Landlords are poised to see further increase in rents as the market slowdown continues to spook investors.
The value of new housing finance commitments fell in March according to the latest ABS statistics, dropping by 1.6% in trend terms and 0.1% in seasonally adjusted terms.
Loans for construction saw a 1.1% fall over the month and an 8.1% drop over the quarter in seasonally adjusted terms, while loans for the purchase of new dwellings saw a monthly rise of 2.4% but a quarterly drop of 20.1%.
Property investors continued to shy away from making purchases in March, with the value of investment housing commitments – in trend terms – seeing its second 1.3% drop in as many months.
“The loss of momentum in the housing supply reform process has combined with heightened interest rate pressure to deal a telling blow to new residential construction at the very time when a sustained boost to supply was the required outcome,” said HIA chief economist Harley Dale.
The HIA was particularly concerned by seasonally adjusted figures for the March quarter, which saw the number of owner occupier loans for new housing fall in all states and territories.
The ACT saw the biggest drop of 23.4%, followed by Victoria (17.4%), Queensland (14.9%), Tasmania (13.5%), the Northern Territory (12.1%), New South Wales (10.2%), South Australia (3.4%) and Western Australia (0.5%).

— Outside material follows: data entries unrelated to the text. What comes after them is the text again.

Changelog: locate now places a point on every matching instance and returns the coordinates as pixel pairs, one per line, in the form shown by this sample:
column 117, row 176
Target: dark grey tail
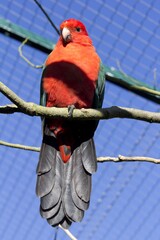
column 64, row 188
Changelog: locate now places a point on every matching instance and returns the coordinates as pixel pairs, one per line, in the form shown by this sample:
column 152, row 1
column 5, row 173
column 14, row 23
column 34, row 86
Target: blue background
column 125, row 202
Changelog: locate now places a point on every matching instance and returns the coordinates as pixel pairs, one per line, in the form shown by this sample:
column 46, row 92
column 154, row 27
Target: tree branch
column 33, row 109
column 120, row 158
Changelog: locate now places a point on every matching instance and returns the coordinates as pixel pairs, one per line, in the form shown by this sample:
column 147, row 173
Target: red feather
column 70, row 76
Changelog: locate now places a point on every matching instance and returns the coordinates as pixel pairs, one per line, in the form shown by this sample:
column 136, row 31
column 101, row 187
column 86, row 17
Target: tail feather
column 82, row 179
column 49, row 213
column 64, row 188
column 89, row 156
column 51, row 199
column 57, row 218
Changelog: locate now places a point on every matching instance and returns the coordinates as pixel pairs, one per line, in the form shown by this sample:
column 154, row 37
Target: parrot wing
column 64, row 188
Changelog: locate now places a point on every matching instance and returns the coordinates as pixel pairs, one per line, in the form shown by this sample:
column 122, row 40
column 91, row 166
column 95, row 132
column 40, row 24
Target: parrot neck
column 81, row 40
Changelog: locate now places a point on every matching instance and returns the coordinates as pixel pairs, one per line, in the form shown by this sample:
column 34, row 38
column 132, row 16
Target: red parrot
column 73, row 76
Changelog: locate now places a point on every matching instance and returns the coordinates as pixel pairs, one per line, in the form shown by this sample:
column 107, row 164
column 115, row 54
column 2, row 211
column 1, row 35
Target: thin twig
column 19, row 146
column 68, row 233
column 120, row 158
column 24, row 58
column 33, row 109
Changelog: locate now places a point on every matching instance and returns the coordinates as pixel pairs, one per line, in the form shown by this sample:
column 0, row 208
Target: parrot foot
column 70, row 110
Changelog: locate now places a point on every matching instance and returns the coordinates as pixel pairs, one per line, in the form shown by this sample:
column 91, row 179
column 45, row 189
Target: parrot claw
column 70, row 110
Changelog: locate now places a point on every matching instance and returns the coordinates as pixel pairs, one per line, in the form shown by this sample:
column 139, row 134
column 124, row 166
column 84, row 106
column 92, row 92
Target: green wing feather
column 100, row 87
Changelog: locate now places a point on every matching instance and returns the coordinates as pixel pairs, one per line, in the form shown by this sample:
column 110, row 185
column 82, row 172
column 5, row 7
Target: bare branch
column 20, row 146
column 81, row 114
column 68, row 233
column 120, row 158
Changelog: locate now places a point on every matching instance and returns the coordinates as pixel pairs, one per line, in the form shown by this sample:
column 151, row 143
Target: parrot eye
column 78, row 29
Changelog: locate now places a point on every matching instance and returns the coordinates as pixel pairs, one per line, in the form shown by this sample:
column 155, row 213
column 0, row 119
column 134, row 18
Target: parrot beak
column 66, row 35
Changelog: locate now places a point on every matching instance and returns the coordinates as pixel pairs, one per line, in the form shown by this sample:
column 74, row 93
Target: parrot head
column 72, row 30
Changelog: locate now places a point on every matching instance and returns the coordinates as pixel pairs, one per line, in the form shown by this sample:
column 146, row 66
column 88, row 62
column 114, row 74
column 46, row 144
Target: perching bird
column 73, row 77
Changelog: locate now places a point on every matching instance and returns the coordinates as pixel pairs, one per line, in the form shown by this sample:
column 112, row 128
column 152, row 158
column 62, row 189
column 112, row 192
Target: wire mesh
column 125, row 196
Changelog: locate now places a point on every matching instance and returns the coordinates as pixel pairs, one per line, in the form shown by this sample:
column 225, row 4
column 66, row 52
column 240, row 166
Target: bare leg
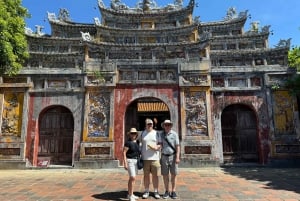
column 173, row 182
column 166, row 182
column 155, row 182
column 146, row 181
column 131, row 182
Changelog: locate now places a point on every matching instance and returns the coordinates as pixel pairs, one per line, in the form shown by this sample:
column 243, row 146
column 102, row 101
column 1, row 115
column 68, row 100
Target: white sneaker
column 145, row 195
column 132, row 198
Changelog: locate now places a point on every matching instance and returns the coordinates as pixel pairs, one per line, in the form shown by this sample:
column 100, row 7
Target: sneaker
column 156, row 195
column 133, row 196
column 166, row 195
column 173, row 195
column 145, row 195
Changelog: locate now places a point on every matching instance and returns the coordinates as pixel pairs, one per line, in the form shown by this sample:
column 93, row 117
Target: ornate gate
column 56, row 127
column 239, row 134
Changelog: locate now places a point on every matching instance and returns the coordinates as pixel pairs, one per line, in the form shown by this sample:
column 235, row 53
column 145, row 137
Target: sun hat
column 149, row 121
column 167, row 121
column 133, row 130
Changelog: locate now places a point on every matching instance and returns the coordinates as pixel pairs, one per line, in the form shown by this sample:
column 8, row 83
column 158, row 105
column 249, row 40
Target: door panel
column 239, row 134
column 56, row 135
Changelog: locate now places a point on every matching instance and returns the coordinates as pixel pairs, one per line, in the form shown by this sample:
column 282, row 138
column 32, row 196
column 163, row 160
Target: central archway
column 143, row 108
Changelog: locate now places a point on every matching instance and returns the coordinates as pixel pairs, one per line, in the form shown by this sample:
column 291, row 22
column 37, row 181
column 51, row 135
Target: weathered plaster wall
column 38, row 103
column 257, row 101
column 124, row 95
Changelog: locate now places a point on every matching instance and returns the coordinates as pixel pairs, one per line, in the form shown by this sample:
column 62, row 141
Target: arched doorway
column 239, row 134
column 56, row 128
column 142, row 108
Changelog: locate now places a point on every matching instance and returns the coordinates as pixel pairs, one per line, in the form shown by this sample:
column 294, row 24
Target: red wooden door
column 239, row 134
column 56, row 135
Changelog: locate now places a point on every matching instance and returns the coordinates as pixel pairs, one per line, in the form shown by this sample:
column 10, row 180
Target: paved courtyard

One positive sign however was the increase in the number of first home buyers taking on a mortgage, with their percentage of all owner occupied housing commitments rising from 14.9% in February to 16% in March.
This however is well below both the long-run national average of 20.1%, and the 27.1% figure seen just over a year ago, says the REIA.
“It is positive news that first home buyer numbers have increased (as a percentage of the market) but there is still a long way to go to see a healthy number. The RBA should not see this as a sign to increase interest rates next month,” said REIA President David Airey.